Y a déjà plein de chignoles stoppées de part et d’autre de l’autoroute. Des curieux imprudents (pléonasme) qu’ont traversé pour aller mater le parapet brisé. Un garde-fou défoncé, c’est magique. Je vous mets au défi d’y résister. Faut qu’on s’en approche. Irrésistible. Un truc protecteur sous-entend le danger. Quand il n’a pas protégé, on a besoin du résultat. On veut voir ! Je découde du corps pour en jouer (des coudes). Me parvenir au premier rang, first place en bordure de l’abîme ! Vue imprenable ! Poussez pas ! Madoué, ce spectacle ! Vingt-trente mètres plus bas, là que le remblai ne remblaie plus ! Sur un terre-plein, feu de joie ! La Rôtisserie de la Reine Pétoche ! Ce brûlot ! « Volga en flammes » !

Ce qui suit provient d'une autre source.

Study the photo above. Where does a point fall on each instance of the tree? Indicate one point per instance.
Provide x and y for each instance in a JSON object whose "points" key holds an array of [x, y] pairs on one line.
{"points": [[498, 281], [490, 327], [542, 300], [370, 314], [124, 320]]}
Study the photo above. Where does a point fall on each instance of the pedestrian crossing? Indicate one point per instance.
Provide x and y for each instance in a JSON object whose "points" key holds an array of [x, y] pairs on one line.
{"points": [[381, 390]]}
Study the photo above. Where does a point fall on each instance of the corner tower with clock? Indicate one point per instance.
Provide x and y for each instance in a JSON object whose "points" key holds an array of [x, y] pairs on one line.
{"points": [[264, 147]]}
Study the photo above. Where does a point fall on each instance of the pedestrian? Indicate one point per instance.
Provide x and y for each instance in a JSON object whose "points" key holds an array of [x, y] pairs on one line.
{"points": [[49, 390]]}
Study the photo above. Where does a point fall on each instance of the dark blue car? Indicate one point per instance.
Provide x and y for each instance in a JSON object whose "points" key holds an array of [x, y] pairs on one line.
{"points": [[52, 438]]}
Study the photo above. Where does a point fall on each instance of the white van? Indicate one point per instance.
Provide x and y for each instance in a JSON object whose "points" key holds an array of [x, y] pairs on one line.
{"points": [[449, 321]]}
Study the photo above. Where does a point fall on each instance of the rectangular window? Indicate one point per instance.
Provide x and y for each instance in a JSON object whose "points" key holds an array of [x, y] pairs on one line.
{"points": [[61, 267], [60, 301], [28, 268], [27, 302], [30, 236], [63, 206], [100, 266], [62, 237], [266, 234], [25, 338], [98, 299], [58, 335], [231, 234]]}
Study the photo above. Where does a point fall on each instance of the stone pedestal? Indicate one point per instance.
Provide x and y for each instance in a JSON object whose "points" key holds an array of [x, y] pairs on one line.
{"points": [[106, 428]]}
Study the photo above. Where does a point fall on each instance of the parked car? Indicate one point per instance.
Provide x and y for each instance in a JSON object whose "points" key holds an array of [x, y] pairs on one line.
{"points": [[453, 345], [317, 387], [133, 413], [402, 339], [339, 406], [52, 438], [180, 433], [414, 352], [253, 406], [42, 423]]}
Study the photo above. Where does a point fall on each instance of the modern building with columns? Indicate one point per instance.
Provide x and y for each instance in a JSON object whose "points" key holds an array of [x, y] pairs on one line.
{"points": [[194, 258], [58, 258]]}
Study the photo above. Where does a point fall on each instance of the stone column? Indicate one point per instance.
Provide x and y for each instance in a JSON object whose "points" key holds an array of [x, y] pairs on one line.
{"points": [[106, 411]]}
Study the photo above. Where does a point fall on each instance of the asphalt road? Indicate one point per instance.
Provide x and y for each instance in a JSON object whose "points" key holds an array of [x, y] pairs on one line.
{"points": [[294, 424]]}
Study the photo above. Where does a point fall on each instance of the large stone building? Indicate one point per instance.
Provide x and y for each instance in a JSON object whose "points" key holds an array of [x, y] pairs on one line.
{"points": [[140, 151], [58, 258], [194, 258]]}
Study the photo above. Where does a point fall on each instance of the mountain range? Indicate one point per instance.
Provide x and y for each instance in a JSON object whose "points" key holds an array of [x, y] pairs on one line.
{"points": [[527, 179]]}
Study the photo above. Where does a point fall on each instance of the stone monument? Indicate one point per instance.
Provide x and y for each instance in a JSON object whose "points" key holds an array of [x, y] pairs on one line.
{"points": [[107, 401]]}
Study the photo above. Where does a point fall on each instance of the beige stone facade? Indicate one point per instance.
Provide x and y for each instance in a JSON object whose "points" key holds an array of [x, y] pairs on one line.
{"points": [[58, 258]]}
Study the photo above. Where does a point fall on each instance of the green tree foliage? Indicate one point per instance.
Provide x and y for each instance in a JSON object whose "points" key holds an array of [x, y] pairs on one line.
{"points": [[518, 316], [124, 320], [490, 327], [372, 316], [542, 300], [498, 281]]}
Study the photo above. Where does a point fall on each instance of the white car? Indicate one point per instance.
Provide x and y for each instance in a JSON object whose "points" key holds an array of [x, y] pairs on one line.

The last days of Pompéi ! L’incendie de Chicago ! Çui des Nouvelles galeries ! De l’Opéra de Pantruche ! Moscou abandonné par l’Empereur ! Ça crépite ! Ça pétille ! Fuse, gronde, éclate, gicle, explose, pétouille, se convulse, tortionne, crame ! Ça chauffe ! Le foyer rend comme translucide ce qui se trouve en son sein. On voit des mecs se tortiller au ralenti ! Des hommes en feu et qui se biscornent. Qui se foutent en cloque ! Qu’ont des gestes d’algues. Dont les cris brûlent avant que d’être exhalés. Des hommes dont la matière est combustible. Des hommes qui nous meurent devant sans qu’on puisse rien tenter. Vision atroce. Démence… Des dames évanouissent. Des hommes claquent des dents. On se sent périssables. À bout d’horreur. Crayeux de partout.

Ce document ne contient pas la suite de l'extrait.